Once again, the Henry F. Kaiser Family Foundation's annual health insurance survey, released yesterday, showed that health insurers' efforts to sell high-deductible health plans haven't met with much success, particularly in larger firms.
That's because, Kaiser researchers said, employees, when given a choice, aren't tremendously excited about having to pay high deductibles, especially if they are low-income and even more especially if their companies don't help them fund the deductibles through a savings or reimbursement program.
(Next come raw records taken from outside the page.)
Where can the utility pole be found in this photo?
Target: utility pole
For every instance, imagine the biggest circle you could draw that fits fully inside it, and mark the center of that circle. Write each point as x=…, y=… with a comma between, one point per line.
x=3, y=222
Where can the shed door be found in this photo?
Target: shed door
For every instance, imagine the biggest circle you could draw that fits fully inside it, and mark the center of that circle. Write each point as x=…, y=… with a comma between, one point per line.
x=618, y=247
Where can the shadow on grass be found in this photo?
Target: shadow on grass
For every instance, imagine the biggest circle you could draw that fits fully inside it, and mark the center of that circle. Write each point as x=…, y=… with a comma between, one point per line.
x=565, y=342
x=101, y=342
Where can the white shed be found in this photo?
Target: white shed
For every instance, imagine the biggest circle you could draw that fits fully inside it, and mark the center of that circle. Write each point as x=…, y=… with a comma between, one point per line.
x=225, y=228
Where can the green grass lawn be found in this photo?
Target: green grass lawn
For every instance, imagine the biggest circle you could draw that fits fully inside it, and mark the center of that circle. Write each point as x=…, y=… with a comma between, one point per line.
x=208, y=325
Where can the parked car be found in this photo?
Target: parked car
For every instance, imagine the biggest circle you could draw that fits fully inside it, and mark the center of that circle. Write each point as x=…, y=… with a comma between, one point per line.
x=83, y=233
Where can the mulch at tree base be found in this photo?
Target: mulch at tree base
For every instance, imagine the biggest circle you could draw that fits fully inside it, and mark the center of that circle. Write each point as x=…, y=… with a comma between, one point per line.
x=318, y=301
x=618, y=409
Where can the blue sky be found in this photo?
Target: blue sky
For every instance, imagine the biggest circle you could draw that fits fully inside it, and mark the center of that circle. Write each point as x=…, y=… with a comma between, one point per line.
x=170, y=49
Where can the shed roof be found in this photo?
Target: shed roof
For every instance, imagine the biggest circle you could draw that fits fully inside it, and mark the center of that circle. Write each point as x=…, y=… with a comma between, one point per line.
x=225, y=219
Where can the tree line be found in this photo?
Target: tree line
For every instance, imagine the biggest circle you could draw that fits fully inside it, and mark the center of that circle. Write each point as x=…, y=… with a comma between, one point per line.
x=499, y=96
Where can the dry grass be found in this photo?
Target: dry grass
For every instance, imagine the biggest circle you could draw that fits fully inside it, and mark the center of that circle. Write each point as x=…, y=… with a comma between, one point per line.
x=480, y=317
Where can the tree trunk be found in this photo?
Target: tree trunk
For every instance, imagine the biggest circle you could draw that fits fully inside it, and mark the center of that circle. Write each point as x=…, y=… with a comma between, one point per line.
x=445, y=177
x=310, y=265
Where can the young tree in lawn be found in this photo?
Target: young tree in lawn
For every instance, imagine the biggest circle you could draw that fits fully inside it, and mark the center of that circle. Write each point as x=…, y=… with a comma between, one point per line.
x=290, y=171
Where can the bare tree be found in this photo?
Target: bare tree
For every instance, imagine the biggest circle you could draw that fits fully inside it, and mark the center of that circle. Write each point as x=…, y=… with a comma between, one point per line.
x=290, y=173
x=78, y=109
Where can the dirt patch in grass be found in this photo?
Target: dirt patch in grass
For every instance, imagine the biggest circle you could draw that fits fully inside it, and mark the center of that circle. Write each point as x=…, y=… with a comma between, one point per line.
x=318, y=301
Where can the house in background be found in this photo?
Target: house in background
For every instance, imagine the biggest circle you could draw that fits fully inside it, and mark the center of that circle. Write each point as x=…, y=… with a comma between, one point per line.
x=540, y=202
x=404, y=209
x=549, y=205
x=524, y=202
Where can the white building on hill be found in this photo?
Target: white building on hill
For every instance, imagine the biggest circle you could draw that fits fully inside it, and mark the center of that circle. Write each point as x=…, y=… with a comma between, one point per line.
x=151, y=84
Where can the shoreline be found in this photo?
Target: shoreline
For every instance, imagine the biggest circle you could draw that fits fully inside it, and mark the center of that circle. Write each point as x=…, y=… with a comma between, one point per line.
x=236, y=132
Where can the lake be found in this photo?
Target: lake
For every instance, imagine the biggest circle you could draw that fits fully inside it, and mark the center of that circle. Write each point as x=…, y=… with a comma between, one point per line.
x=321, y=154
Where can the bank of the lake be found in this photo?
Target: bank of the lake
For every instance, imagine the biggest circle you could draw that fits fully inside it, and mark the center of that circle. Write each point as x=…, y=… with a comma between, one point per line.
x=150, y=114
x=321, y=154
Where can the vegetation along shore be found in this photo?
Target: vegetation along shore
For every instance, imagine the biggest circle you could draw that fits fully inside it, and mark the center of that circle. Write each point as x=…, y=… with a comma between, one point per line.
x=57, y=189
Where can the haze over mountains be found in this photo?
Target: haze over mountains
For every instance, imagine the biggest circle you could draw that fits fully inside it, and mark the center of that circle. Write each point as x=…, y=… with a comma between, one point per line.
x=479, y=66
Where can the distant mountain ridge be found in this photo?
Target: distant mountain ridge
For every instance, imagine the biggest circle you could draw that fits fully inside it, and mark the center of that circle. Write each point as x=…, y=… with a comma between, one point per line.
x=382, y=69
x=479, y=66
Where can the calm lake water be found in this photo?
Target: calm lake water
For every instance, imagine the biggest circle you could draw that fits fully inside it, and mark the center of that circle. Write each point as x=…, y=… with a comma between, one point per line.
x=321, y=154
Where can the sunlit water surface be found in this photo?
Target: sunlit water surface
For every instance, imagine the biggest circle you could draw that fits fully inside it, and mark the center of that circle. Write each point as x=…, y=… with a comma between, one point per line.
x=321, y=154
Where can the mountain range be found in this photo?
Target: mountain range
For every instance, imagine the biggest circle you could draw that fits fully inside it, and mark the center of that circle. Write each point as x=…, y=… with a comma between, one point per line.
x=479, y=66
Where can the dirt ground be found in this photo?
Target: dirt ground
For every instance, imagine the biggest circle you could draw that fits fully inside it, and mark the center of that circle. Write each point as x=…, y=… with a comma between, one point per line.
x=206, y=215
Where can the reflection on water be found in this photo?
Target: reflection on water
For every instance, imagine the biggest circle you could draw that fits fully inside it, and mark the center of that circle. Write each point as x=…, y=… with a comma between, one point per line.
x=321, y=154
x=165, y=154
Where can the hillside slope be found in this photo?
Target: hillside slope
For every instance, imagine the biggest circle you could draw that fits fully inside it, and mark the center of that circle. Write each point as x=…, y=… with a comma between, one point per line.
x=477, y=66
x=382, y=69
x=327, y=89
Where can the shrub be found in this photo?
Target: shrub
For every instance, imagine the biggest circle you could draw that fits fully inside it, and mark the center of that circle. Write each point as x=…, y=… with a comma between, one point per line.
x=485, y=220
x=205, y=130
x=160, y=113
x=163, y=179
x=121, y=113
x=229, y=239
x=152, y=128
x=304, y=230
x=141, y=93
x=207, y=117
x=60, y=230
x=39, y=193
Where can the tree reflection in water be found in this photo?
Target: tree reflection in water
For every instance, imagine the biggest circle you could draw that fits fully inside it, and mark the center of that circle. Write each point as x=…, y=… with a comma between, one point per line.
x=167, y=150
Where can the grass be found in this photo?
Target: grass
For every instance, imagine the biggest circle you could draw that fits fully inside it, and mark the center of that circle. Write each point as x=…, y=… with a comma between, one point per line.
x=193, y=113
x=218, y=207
That's Kaiser's take, but Ivy Silver, a benefits consultant and president of Commonwealth Consulting Inc., in Jenkintown, has seen a different trend. Yes, companies are looking at these high deductible plans, but they are adopting them with a little twist, she said.
Instead of across-the-board high deductibles, companies, Silver said, are carving out certain benefits, such as surgery, and making just that portion high deductible. Then the companies are self-insuring for that particular deductible. True, they have to employ a half dozen h.r. specialists to sit with their fingers crossed, hoping that nobody has to pay a visit to the OR. But, Silver said, they get a break on the cost of their premiums.
So why do insurance companies keep pitching these products? Kaiser officials had an answer for that too. They pitch them because they are the only real innovation -- other than disease management -- that the insurance companies have to offer.